Furthermore, the board also found: "12. The decedent received the sum of $50.00 per week as indicated by the corporation's pay roll records and testimony of record." (emphasis supplied) Bernard Babis testified as follows: "Q. How was your father carried on the books of the corporation so far as his $50. per week is concerned? A. I don't understand the question. What
[ 179 Pa. Super. Page 621]
do you mean by how was he carried on the books of the corporation? As an employee, as a workingman, the same as all the working men. Only the working men were carried on the books as employees; no officers were. (57a) ... Q. Was your father carried on as an employee for social security purposes? A. Yes, sir. ... Q. Was your father carried as an employee for unemployment and Workmen's Compensation purposes? A. Yes, sir."

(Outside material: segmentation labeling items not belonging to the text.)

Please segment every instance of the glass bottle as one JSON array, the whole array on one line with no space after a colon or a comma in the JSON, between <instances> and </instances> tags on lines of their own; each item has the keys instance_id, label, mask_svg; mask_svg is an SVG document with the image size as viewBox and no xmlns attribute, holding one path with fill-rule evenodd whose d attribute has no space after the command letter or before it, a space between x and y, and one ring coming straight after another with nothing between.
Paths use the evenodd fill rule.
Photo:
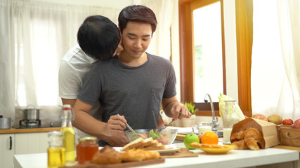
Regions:
<instances>
[{"instance_id":1,"label":"glass bottle","mask_svg":"<svg viewBox=\"0 0 300 168\"><path fill-rule=\"evenodd\" d=\"M225 115L223 118L223 144L230 144L230 135L233 125L240 121L235 113L235 100L227 100L225 102Z\"/></svg>"},{"instance_id":2,"label":"glass bottle","mask_svg":"<svg viewBox=\"0 0 300 168\"><path fill-rule=\"evenodd\" d=\"M70 104L65 104L61 111L62 124L60 132L65 133L63 146L65 148L65 161L75 162L75 132L72 121L75 118L73 109Z\"/></svg>"},{"instance_id":3,"label":"glass bottle","mask_svg":"<svg viewBox=\"0 0 300 168\"><path fill-rule=\"evenodd\" d=\"M79 139L79 144L76 146L77 159L79 164L91 160L93 155L99 150L96 137L86 136Z\"/></svg>"},{"instance_id":4,"label":"glass bottle","mask_svg":"<svg viewBox=\"0 0 300 168\"><path fill-rule=\"evenodd\" d=\"M53 131L48 133L49 147L48 153L48 168L65 166L65 150L63 147L64 133Z\"/></svg>"}]
</instances>

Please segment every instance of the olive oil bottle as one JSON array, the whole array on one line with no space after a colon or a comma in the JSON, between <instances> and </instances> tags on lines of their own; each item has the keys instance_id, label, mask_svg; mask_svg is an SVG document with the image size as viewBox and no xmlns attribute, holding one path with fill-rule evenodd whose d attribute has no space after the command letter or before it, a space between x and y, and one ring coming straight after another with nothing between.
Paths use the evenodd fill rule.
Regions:
<instances>
[{"instance_id":1,"label":"olive oil bottle","mask_svg":"<svg viewBox=\"0 0 300 168\"><path fill-rule=\"evenodd\" d=\"M48 152L48 168L58 168L65 166L65 150L63 147L64 134L53 131L48 133L49 147Z\"/></svg>"},{"instance_id":2,"label":"olive oil bottle","mask_svg":"<svg viewBox=\"0 0 300 168\"><path fill-rule=\"evenodd\" d=\"M70 104L65 104L61 113L62 125L60 132L65 133L63 146L65 148L65 162L75 162L75 132L72 125L75 115Z\"/></svg>"}]
</instances>

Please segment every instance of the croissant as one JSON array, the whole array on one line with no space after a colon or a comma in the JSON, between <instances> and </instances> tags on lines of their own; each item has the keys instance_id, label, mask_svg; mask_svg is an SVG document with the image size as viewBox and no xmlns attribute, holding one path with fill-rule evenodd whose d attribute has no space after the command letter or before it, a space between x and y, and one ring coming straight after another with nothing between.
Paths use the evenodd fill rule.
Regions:
<instances>
[{"instance_id":1,"label":"croissant","mask_svg":"<svg viewBox=\"0 0 300 168\"><path fill-rule=\"evenodd\" d=\"M232 145L237 149L259 150L265 148L263 134L256 128L249 127L240 130L230 136Z\"/></svg>"},{"instance_id":2,"label":"croissant","mask_svg":"<svg viewBox=\"0 0 300 168\"><path fill-rule=\"evenodd\" d=\"M231 145L234 146L235 149L249 149L249 147L244 139L233 142L231 143Z\"/></svg>"},{"instance_id":3,"label":"croissant","mask_svg":"<svg viewBox=\"0 0 300 168\"><path fill-rule=\"evenodd\" d=\"M259 150L259 147L261 148L265 148L266 144L263 134L255 128L247 129L244 133L244 139L248 147L252 150Z\"/></svg>"}]
</instances>

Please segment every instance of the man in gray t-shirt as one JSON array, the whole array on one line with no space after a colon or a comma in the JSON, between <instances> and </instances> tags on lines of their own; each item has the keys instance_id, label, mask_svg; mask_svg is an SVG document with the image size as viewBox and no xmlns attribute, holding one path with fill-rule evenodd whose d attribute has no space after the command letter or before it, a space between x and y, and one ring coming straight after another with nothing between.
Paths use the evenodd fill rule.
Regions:
<instances>
[{"instance_id":1,"label":"man in gray t-shirt","mask_svg":"<svg viewBox=\"0 0 300 168\"><path fill-rule=\"evenodd\" d=\"M124 115L133 129L154 129L162 98L176 95L176 78L169 60L148 54L138 66L122 63L118 57L97 62L84 79L77 98L89 104L99 101L103 120Z\"/></svg>"},{"instance_id":2,"label":"man in gray t-shirt","mask_svg":"<svg viewBox=\"0 0 300 168\"><path fill-rule=\"evenodd\" d=\"M124 8L119 15L124 50L97 63L84 79L74 106L73 125L102 139L101 146L129 143L126 122L133 129L156 128L161 106L173 120L191 116L176 96L171 62L145 52L156 24L155 14L148 7ZM103 121L89 115L97 101L103 107Z\"/></svg>"}]
</instances>

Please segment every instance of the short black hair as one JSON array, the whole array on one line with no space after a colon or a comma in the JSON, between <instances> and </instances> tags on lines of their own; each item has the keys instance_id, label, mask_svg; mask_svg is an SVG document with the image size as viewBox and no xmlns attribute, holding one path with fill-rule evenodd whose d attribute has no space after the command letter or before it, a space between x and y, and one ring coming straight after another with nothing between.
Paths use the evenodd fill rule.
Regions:
<instances>
[{"instance_id":1,"label":"short black hair","mask_svg":"<svg viewBox=\"0 0 300 168\"><path fill-rule=\"evenodd\" d=\"M120 40L121 34L117 25L102 15L86 18L77 33L77 41L82 50L99 60L111 58Z\"/></svg>"},{"instance_id":2,"label":"short black hair","mask_svg":"<svg viewBox=\"0 0 300 168\"><path fill-rule=\"evenodd\" d=\"M148 7L141 5L129 6L123 8L119 14L118 21L121 33L123 33L129 21L151 24L152 34L155 31L157 24L155 13Z\"/></svg>"}]
</instances>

This case is further complicated by the board's 13th finding which reads as follows: "The weekly payment to the decedent was not as a salary nor as wages but was money received by him as a participant in a joint venture with members of his immediate family." If this is a finding of fact, there is no evidence to support it. If it is a conclusion, it is unwarranted. Defendant was a duly organized Pennsylvania corporation. Our courts will not sanction a disregard of the corporate entity merely because the stock is closely held. There must be present some item of unfairness, injustice or some compelling public policy favoring such disregard. Tucker v. Binenstock, 310 Pa. 254, 263, 165 A. 247.No such unfairness or injustice is involved here. Santi v. American Coal Exchange, 91 Pa. Superior Ct. 271, cited by appellant is not apposite. We held there only that Santi was a salaried executive. The entity was not disregarded.
We cannot change or make new findings of fact. The record as it stands contains inconsistent findings and conclusions and our only recourse is to remand the case to the compensation authorities for clarification of these inconsistencies. See Leber v. Naftulin, 179 Pa. Superior Ct. 22, 115 A.2d 768.
The judgment is reversed and the record is ordered remanded to the board for further consideration and determination consistent with this opinion.